Today in history: June 17
Quaker Oats announced that it would retire the Aunt Jemima brand, saying the company recognized that the character’s origins were “based on a racial stereotype.”
1775: Bunker Hill

In 1775, the Revolutionary War Battle of Bunker Hill resulted in a costly victory for the British, who suffered heavy losses.
1930: Herbert Hoover

In 1930, President Herbert Hoover signed the Smoot-Hawley Tariff Act, which boosted U.S. tariffs to historically high levels, prompting foreign retaliation.
1972: Richard Nixon

In 1972, President Richard Nixon’s eventual downfall began with the arrest of five burglars inside the Democratic headquarters in Washington, D.C.’s, Watergate complex.
1994: O.J. Simpson

In 1994, after leading police on a slow-speed chase on Southern California freeways, O.J. Simpson was arrested and charged with murder in the slayings of his ex-wife, Nicole, and her friend, Ronald Goldman. (Simpson was later acquitted in a criminal trial but held liable in a civil trial.)
2009: John Ensign

Nevada Sen.
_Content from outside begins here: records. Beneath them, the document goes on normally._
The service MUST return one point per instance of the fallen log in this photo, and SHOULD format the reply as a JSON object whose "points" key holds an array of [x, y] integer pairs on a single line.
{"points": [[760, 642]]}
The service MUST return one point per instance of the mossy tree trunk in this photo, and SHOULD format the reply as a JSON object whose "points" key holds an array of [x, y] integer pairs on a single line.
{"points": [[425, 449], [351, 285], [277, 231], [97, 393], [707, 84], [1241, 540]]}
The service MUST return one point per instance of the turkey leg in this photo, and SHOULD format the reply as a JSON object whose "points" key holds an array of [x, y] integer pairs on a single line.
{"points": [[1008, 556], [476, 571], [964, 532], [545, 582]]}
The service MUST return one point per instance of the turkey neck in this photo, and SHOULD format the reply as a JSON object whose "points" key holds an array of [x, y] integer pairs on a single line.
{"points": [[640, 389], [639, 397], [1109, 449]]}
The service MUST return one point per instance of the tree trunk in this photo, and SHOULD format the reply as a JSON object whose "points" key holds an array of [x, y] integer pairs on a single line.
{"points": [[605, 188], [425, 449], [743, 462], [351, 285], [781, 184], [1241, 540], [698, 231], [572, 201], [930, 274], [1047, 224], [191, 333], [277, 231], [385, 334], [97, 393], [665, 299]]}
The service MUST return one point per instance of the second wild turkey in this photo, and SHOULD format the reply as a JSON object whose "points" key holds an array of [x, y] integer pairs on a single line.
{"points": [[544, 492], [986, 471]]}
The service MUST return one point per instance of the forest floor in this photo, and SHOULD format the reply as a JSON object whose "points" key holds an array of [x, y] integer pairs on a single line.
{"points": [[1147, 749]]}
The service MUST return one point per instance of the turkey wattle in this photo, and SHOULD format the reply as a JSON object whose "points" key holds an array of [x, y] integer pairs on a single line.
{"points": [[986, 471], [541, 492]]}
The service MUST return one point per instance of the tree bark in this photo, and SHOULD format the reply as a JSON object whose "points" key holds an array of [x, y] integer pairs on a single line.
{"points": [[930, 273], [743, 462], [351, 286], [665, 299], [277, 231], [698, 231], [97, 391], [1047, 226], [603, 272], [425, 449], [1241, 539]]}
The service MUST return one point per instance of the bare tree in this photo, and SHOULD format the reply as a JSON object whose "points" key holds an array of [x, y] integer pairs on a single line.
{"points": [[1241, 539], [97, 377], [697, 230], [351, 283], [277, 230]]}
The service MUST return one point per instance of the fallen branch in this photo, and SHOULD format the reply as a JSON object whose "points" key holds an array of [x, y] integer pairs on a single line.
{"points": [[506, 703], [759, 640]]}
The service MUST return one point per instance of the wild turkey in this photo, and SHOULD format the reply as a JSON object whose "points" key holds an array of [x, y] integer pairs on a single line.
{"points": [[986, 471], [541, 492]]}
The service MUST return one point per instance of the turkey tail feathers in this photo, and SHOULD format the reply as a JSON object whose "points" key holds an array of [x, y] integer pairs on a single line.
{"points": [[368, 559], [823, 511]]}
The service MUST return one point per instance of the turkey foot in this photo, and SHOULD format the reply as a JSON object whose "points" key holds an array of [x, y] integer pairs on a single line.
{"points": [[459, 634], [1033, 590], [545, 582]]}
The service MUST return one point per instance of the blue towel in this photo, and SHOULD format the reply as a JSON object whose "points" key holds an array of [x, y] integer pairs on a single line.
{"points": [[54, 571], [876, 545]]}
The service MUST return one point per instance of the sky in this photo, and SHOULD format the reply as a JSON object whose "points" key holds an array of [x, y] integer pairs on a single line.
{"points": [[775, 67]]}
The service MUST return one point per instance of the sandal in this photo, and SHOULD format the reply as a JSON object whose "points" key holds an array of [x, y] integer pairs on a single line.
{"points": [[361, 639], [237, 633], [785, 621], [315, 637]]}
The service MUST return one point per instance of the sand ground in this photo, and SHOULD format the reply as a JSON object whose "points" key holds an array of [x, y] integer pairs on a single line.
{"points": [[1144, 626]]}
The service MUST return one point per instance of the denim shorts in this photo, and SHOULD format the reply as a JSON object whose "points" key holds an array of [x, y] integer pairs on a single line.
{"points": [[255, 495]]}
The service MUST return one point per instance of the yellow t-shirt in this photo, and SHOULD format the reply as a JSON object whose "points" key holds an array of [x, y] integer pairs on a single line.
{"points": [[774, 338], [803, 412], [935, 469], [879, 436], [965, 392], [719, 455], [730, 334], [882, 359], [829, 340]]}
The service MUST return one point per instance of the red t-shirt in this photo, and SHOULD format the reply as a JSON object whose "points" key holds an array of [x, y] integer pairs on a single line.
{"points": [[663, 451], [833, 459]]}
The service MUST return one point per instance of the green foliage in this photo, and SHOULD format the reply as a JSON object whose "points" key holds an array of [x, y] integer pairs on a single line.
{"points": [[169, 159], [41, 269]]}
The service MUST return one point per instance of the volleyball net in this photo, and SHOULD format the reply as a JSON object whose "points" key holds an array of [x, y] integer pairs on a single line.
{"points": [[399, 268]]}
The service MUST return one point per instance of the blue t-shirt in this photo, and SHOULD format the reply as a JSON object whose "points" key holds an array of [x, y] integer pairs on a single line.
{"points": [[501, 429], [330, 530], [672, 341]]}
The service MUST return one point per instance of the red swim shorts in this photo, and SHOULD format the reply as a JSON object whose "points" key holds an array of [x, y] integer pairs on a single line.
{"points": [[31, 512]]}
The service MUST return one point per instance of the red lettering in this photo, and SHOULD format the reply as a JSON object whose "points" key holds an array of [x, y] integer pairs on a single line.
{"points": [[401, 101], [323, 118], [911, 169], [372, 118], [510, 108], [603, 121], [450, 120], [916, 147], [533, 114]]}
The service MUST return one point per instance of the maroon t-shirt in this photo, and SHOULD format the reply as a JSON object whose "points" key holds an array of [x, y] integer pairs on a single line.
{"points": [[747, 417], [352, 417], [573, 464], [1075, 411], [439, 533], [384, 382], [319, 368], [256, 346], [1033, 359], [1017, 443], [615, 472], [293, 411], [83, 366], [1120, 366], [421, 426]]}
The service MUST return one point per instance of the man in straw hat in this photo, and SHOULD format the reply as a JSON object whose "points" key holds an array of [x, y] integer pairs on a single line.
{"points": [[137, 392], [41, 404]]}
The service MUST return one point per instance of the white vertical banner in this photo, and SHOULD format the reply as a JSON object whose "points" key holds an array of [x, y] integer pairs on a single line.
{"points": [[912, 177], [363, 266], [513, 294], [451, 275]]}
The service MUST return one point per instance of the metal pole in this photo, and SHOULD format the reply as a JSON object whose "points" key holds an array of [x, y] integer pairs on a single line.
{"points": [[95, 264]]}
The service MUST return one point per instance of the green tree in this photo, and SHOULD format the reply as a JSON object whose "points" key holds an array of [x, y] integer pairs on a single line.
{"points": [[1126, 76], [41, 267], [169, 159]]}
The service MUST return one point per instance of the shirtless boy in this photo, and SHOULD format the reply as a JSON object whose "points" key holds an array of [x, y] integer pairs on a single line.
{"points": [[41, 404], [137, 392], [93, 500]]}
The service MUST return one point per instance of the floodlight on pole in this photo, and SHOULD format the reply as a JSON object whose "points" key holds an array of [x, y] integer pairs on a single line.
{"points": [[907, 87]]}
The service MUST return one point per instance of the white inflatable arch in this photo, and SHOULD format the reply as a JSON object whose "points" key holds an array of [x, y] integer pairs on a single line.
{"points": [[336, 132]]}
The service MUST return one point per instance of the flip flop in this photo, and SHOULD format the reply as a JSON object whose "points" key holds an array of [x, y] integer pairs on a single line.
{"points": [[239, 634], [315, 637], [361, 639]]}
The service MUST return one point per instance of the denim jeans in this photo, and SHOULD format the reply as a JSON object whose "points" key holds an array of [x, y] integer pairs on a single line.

John Ensign resigned from the GOP leadership a day after admitting an affair with a former campaign staffer.
2012: Webb Simpson

Webb Simpson won the U.S. Open, outlasting former U.S. Open champions Jim Furyk and Graeme McDowell.
2015: Dylann Roof

On June 17, 2015, nine people were shot to death in a historic African-American church in Charleston, South Carolina; suspect Dylann Roof was arrested the following morning. (Roof was convicted of federal hate crimes and sentenced to death; he later pleaded guilty to state murder charges and was sentenced to life in prison without parole.)
2017: Bill Cosby

Five years ago: The jury in Bill Cosby’s sexual assault case declared itself hopelessly deadlocked, resulting in a mistrial for the 79-year-old TV star charged with drugging and groping a woman more than a decade earlier; prosecutors immediately announced they would pursue a second trial. (That trial resulted in Cosby’s conviction, but Pennsylvania’s highest court later overturned it.)
2017: USS Fitzgerald

The Navy destroyer USS Fitzgerald was damaged in a collision with a Philippine-flagged container ship off Japan that killed seven sailors.
2020: Aunt Jemima

Quaker Oats announced that it would retire the Aunt Jemima brand, saying the company recognized that the character’s origins were “based on a racial stereotype.”
2021: Kenneth Kaunda

Zambia’s first president Kenneth Kaunda, died at 97; he was a leader of the campaign that ended British colonial rule.